By default, all notifications are dispatched in the same thread that generates the event. This means that you must write your listener such that it does not block or do anything that takes too long, as it would prevent the thread from progressing. Alternatively, you could annotate your listener as asynchronous , in which case a separate thread pool will be used to dispatch the notification and prevent blocking the event originating thread. To do this, simply annotate your listener such:

@Listener (sync = false)
public class MyAsyncListener { .... }

3.3.3.1. Asynchronous thread pool

To tune the thread pool used to dispatch such asynchronous notifications, use the <listener-executor /> XML element in your configuration file.

3.4. Asynchronous API

In addition to synchronous API methods like Cache.put() , Cache.remove() , etc., Red Hat Data Grid also has an asynchronous, non-blocking API where you can achieve the same results in a non-blocking fashion.

These methods are named in a similar fashion to their blocking counterparts, with "Async" appended.  E.g., Cache.putAsync() , Cache.removeAsync() , etc.  These asynchronous counterparts return a Future containing the actual result of the operation.

For example, in a cache parameterized as Cache<String, String>, Cache.put(String key, String value) returns a String. Cache.putAsync(String key, String value) would return a Future<String>.

3.4.1. Why use such an API?

Non-blocking APIs are powerful in that they provide all of the guarantees of synchronous communications - with the ability to handle communication failures and exceptions - with the ease of not having to block until a call completes.  This allows you to better harness parallelism in your system.  For example:

Set<Future<?>> futures = new HashSet<Future<?>>();
futures.add(cache.putAsync(key1, value1)); // does not block
futures.add(cache.putAsync(key2, value2)); // does not block
futures.add(cache.putAsync(key3, value3)); // does not block

// the remote calls for the 3 puts will effectively be executed
// in parallel, particularly useful if running in distributed mode
// and the 3 keys would typically be pushed to 3 different nodes
// in the cluster

// check that the puts completed successfully
for (Future<?> f: futures) f.get();

3.4.2. Which processes actually happen asynchronously?

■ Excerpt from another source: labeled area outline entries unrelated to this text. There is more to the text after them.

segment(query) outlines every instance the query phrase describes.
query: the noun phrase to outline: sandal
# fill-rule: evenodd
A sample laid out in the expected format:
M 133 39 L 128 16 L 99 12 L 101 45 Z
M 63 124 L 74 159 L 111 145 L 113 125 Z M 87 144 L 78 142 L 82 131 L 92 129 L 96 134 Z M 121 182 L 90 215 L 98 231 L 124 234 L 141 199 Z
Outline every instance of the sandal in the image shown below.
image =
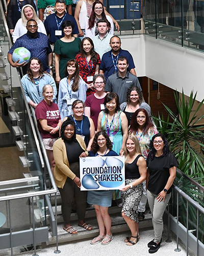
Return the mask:
M 99 238 L 99 240 L 97 240 L 97 239 Z M 94 238 L 92 241 L 91 242 L 90 242 L 90 244 L 98 244 L 99 243 L 100 243 L 101 242 L 102 242 L 103 240 L 104 239 L 104 238 L 105 238 L 105 237 L 101 237 L 101 236 L 99 235 L 97 237 L 96 237 L 96 238 Z
M 76 229 L 73 228 L 71 226 L 69 226 L 69 227 L 67 227 L 66 229 L 63 228 L 63 229 L 70 234 L 77 234 L 78 233 Z
M 138 240 L 139 240 L 138 235 L 137 235 L 136 237 L 134 237 L 133 236 L 131 236 L 131 238 L 136 238 L 136 241 L 135 242 L 133 242 L 129 239 L 129 241 L 128 241 L 128 243 L 130 243 L 130 244 L 126 244 L 126 245 L 128 245 L 128 246 L 132 246 L 133 245 L 135 245 L 138 242 Z
M 106 238 L 106 237 L 107 237 L 108 238 Z M 105 237 L 102 240 L 101 244 L 103 244 L 103 245 L 106 245 L 107 244 L 109 244 L 113 239 L 113 236 L 112 234 L 111 236 L 106 234 Z M 104 242 L 104 243 L 103 243 L 103 242 Z
M 89 230 L 89 231 L 91 230 L 93 228 L 91 225 L 88 224 L 86 222 L 84 222 L 84 223 L 83 224 L 82 224 L 82 225 L 78 224 L 78 226 L 79 227 L 83 227 L 84 228 L 85 228 L 87 230 Z

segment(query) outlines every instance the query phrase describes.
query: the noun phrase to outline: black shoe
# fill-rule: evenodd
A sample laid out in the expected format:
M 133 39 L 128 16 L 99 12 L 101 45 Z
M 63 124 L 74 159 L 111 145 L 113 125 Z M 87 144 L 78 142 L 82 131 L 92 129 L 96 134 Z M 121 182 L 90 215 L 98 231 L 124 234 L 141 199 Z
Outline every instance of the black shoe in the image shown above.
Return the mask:
M 161 242 L 162 242 L 162 239 L 161 239 L 161 241 L 160 241 L 160 244 L 161 244 Z M 154 242 L 154 239 L 153 239 L 153 240 L 151 240 L 149 243 L 148 243 L 147 247 L 148 248 L 150 248 L 154 243 L 155 243 L 155 242 Z
M 154 253 L 155 252 L 157 252 L 157 251 L 160 248 L 161 242 L 157 244 L 157 243 L 154 242 L 154 244 L 149 249 L 149 253 Z

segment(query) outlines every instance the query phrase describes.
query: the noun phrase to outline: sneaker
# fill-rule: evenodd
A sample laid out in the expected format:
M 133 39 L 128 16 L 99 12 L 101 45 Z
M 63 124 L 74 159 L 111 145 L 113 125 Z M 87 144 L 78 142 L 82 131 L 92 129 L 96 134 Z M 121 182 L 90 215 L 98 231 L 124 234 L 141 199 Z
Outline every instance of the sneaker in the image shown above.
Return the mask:
M 161 242 L 159 243 L 158 244 L 155 242 L 154 242 L 154 244 L 151 245 L 151 246 L 149 249 L 149 253 L 154 253 L 155 252 L 157 252 L 157 251 L 160 248 Z

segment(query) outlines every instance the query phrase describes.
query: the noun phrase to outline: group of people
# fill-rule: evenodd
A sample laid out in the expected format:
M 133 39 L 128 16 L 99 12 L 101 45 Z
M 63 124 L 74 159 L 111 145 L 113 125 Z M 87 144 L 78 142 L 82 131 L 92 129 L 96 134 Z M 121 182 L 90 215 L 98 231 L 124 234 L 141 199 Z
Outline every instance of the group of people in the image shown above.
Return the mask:
M 108 208 L 113 200 L 122 207 L 131 232 L 124 242 L 134 245 L 148 199 L 155 230 L 148 246 L 154 253 L 160 247 L 163 215 L 177 163 L 152 122 L 132 56 L 113 35 L 113 23 L 119 30 L 118 23 L 103 1 L 80 0 L 75 6 L 71 2 L 38 1 L 38 18 L 32 0 L 10 0 L 7 20 L 15 43 L 8 60 L 23 68 L 22 86 L 28 103 L 35 109 L 61 194 L 64 230 L 78 232 L 70 220 L 73 200 L 79 226 L 92 229 L 85 220 L 88 203 L 95 208 L 99 229 L 91 244 L 109 244 L 113 236 Z M 12 13 L 15 8 L 9 8 L 15 4 L 18 16 L 21 13 L 18 20 Z M 12 60 L 13 51 L 20 47 L 31 52 L 28 64 Z M 80 158 L 115 156 L 124 156 L 125 186 L 81 191 Z

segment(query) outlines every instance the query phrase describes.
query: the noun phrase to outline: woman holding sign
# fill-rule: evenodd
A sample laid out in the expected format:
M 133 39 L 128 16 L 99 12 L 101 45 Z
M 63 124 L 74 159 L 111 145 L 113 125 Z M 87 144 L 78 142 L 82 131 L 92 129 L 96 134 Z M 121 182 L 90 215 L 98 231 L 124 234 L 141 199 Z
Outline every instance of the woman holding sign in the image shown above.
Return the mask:
M 92 227 L 85 221 L 87 193 L 81 191 L 79 158 L 88 156 L 82 138 L 76 135 L 75 123 L 68 118 L 62 124 L 61 138 L 53 146 L 56 165 L 54 176 L 62 198 L 62 212 L 64 221 L 63 229 L 70 234 L 76 234 L 77 230 L 70 223 L 70 215 L 73 198 L 75 198 L 78 226 L 88 230 Z
M 114 156 L 117 154 L 112 150 L 112 145 L 109 137 L 105 132 L 96 133 L 91 145 L 90 157 Z M 111 232 L 111 219 L 108 207 L 111 206 L 112 190 L 88 191 L 87 202 L 93 204 L 96 213 L 99 234 L 94 238 L 91 244 L 101 243 L 105 245 L 113 239 Z
M 140 239 L 137 208 L 142 198 L 142 182 L 146 177 L 146 164 L 141 154 L 140 144 L 137 137 L 129 135 L 124 148 L 125 175 L 126 185 L 121 190 L 122 202 L 122 216 L 131 231 L 131 237 L 124 242 L 129 246 L 134 245 Z

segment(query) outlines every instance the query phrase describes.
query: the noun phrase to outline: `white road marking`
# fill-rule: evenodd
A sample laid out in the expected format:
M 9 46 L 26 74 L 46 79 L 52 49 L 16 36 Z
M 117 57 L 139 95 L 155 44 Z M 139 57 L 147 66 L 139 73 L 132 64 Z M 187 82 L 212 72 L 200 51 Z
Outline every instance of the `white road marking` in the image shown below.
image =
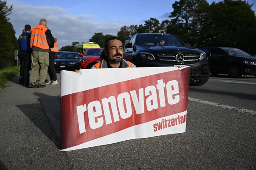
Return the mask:
M 229 82 L 229 83 L 235 83 L 246 84 L 247 84 L 247 85 L 256 85 L 256 83 L 245 83 L 245 82 L 226 81 L 225 81 L 225 80 L 221 80 L 220 81 L 227 82 Z
M 245 113 L 246 113 L 252 114 L 252 115 L 256 116 L 256 111 L 249 110 L 245 109 L 239 108 L 238 107 L 234 107 L 230 106 L 225 105 L 219 103 L 216 103 L 213 102 L 211 102 L 208 101 L 202 100 L 199 99 L 191 98 L 190 97 L 188 98 L 189 101 L 192 102 L 195 102 L 202 104 L 208 104 L 208 105 L 218 107 L 221 107 L 224 109 L 229 109 L 234 111 L 238 111 L 238 112 Z

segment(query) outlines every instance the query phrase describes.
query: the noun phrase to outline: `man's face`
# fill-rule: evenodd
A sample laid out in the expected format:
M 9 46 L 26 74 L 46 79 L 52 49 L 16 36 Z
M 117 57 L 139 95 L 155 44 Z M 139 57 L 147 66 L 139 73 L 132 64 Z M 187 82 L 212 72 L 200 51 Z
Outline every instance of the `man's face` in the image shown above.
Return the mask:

There are 4 things in Red Hat Data Grid that can be considered to be on the critical path of a typical write operation. These are, in order of cost:

  • network calls
  • marshalling
  • writing to a cache store (optional)
  • locking

As of Red Hat Data Grid 4.0, using the async methods will take the network calls and marshalling off the critical path.  For various technical reasons, writing to a cache store and acquiring locks, however, still happens in the caller’s thread.  In future, we plan to take these offline as well.  See this developer mail list thread about this topic.

3.4.3. Notifying futures

Strictly, these methods do not return JDK Futures, but rather a sub-interface known as a NotifyingFuture .  The main difference is that you can attach a listener to a NotifyingFuture such that you could be notified when the future completes.  Here is an example of making use of a notifying future:

FutureListener futureListener = new FutureListener() {

   public void futureDone(Future future) {
      try {
         future.get();
      } catch (Exception e) {
         // Future did not complete successfully
         System.out.println("Help!");
      }
   }
};
     
cache.putAsync("key", "value").attachListener(futureListener);

3.4.4. Further reading

The Javadocs on the Cache interface has some examples on using the asynchronous API, as does this article by Manik Surtani introducing the API.

3.5. Invocation Flags

An important aspect of getting the most of Red Hat Data Grid is the use of per-invocation flags in order to provide specific behaviour to each particular cache call. By doing this, some important optimizations can be implemented potentially saving precious time and network resources. One of the most popular usages of flags can be found right in Cache API, underneath the putForExternalRead() method which is used to load an Red Hat Data Grid cache with data read from an external resource. In order to make this call efficient, Red Hat Data Grid basically calls a normal put operation passing the following flags: FAIL_SILENTLY , FORCE_ASYNCHRONOUS , ZERO_LOCK_ACQUISITION_TIMEOUT

What Red Hat Data Grid is doing here is effectively saying that when putting data read from external read, it will use an almost-zero lock acquisition time and that if the locks cannot be acquired, it will fail silently without throwing any exception related to lock acquisition. It also specifies that regardless of the cache mode, if the cache is clustered, it will replicate asynchronously and so won’t wait for responses from other nodes. The combination of all these flags make this kind of operation very efficient, and the efficiency comes from the fact this type of putForExternalRead calls are used with the knowledge that client can always head back to a persistent store of some sorts to retrieve the data that should be stored in memory. So, any attempt to store the data is just a best effort and if not possible, the client should try again if there’s a cache miss.

3.5.1. Examples

If you want to use these or any other flags available, which by the way are described in detail the Flag enumeration , you simply need to get hold of the advanced cache and add the flags you need via the withFlags() method call. For example:

Cache cache = ...
cache.getAdvancedCache()
   .withFlags(Flag.SKIP_CACHE_STORE, Flag.CACHE_MODE_LOCAL)
   .put("local", "only");

It’s worth noting that these flags are only active for the duration of the cache operation. If the same flags need to be used in several invocations, even if they’re in the same transaction, withFlags() needs to be called repeatedly. Clearly, if the cache operation is to be replicated in another node, the flags are carried over to the remote nodes as well.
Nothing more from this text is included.